# Hand Gesture Recognition Notebook

This notebook uses MediaPipe to detect hand landmarks from a webcam feed.

In [None]:
%pip install -r requirements.txt

## Model Training

This section loads the dataset created in the `data_generation` notebook, splits it into training and testing sets, and then trains a neural network to classify the gestures.
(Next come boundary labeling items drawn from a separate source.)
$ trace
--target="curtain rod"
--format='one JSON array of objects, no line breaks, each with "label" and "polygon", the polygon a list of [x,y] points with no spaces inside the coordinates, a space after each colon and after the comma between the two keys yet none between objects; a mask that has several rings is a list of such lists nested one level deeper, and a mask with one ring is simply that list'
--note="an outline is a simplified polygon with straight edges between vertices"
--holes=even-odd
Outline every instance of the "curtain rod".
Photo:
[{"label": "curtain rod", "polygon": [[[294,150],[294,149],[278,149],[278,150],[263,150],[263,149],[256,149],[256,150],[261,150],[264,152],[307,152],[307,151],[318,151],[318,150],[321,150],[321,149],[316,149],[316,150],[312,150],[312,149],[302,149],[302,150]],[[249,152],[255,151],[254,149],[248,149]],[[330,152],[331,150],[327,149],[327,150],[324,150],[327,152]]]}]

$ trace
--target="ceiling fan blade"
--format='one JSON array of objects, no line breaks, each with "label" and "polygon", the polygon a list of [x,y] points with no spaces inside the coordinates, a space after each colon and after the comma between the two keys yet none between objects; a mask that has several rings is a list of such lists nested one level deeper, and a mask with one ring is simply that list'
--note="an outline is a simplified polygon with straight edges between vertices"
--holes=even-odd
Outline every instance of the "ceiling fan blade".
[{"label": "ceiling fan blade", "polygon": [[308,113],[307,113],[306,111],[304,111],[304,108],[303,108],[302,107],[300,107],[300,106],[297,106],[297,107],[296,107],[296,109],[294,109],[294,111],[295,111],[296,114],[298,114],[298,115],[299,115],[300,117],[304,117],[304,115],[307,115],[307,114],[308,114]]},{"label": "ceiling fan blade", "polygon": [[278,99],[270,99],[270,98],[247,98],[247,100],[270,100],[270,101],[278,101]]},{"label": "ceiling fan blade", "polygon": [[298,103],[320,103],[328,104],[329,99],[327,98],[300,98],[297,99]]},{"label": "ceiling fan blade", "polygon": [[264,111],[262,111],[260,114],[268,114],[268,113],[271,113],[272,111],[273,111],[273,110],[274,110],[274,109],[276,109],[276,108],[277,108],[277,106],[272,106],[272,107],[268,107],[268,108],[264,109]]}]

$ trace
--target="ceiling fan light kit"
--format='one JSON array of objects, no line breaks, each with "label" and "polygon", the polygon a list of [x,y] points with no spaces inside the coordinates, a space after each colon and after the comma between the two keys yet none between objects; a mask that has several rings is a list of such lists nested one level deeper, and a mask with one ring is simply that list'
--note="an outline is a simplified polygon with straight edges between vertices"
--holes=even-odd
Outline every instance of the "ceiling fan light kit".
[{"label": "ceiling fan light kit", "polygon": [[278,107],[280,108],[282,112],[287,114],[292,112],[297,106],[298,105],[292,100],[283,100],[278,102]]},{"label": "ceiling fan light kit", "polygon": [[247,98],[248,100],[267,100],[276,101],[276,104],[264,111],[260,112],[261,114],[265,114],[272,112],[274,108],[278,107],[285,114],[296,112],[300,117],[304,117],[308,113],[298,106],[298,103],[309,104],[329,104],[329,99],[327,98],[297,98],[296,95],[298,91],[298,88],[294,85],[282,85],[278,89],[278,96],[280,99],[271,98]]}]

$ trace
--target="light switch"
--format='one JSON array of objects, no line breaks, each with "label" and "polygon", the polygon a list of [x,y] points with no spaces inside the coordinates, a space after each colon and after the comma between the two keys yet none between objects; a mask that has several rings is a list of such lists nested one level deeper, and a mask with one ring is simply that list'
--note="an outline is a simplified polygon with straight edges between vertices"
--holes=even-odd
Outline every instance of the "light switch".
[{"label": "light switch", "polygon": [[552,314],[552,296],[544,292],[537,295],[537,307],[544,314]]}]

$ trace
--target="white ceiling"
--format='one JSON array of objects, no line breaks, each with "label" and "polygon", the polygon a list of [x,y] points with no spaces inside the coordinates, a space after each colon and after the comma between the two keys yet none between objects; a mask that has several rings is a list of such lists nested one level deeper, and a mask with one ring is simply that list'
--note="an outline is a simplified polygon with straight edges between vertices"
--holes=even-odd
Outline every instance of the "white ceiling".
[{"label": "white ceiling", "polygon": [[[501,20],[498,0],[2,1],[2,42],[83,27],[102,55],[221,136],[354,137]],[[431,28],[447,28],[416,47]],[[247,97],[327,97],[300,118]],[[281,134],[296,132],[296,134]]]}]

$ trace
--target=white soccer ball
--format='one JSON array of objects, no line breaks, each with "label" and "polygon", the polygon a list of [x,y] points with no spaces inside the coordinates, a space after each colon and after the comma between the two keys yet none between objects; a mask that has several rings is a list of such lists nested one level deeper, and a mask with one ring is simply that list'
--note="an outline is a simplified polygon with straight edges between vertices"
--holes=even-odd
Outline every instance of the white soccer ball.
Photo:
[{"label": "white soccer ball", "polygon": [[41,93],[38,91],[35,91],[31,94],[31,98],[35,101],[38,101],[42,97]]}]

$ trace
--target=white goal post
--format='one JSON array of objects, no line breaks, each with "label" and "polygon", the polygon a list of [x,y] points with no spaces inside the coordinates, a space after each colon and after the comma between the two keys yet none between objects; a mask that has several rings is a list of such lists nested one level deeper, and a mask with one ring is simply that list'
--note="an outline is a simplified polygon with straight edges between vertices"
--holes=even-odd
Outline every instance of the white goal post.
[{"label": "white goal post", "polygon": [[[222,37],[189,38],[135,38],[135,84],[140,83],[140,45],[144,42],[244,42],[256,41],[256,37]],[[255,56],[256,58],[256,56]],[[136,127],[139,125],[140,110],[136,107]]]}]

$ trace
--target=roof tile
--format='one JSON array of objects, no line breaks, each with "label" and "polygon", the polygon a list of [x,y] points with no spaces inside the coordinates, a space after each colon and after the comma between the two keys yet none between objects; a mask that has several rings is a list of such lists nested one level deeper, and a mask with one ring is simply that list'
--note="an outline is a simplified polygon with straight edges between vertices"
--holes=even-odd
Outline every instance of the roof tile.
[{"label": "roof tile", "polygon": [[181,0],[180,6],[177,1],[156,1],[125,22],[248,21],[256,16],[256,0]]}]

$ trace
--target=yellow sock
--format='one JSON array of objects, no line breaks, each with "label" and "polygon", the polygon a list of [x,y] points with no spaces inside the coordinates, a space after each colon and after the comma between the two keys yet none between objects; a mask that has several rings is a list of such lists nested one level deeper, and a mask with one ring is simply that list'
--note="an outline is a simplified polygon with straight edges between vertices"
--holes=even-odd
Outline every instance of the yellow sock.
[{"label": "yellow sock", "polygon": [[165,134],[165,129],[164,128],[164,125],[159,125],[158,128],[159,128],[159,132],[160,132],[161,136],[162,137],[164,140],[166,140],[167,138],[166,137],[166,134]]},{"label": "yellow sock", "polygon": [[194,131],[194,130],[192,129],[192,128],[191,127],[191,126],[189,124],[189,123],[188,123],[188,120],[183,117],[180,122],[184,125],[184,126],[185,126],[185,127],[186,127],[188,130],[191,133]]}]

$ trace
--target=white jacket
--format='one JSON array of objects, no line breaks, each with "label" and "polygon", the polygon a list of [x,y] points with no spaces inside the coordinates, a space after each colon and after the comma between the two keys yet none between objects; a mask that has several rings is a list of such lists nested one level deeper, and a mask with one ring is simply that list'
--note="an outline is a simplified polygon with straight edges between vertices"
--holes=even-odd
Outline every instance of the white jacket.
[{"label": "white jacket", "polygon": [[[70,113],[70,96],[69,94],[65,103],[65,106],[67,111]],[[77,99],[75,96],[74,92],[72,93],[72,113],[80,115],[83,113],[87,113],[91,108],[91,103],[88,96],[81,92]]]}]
The trained model is saved for later use in real-time prediction.

In [1]:
import pandas as pd
import numpy as np
from sklearn.model_selection import train_test_split
from gesture_classifier import GestureClassifier
from config.app_config import AppConfig

# Create a default AppConfig instance for training (uses default key_bindings.json)
app_config = AppConfig()

# --- Load Configuration ---
nn_config = app_config.get_neural_network_config()
model_path = nn_config.get('MODEL_PATH')
epochs = nn_config.get('EPOCHS')
batch_size = nn_config.get('BATCH_SIZE')
test_size = nn_config.get('TEST_SIZE')
dataset_path = nn_config.get('DATASET_PATH')

# --- Load and Prepare Dataset ---
try:
    df = pd.read_csv(dataset_path)

    # Convert the 'LANDMARKS' column from string representation of list to actual list
    # This is necessary because pandas reads it as a string
    df['LANDMARKS'] = df['LANDMARKS'].apply(eval)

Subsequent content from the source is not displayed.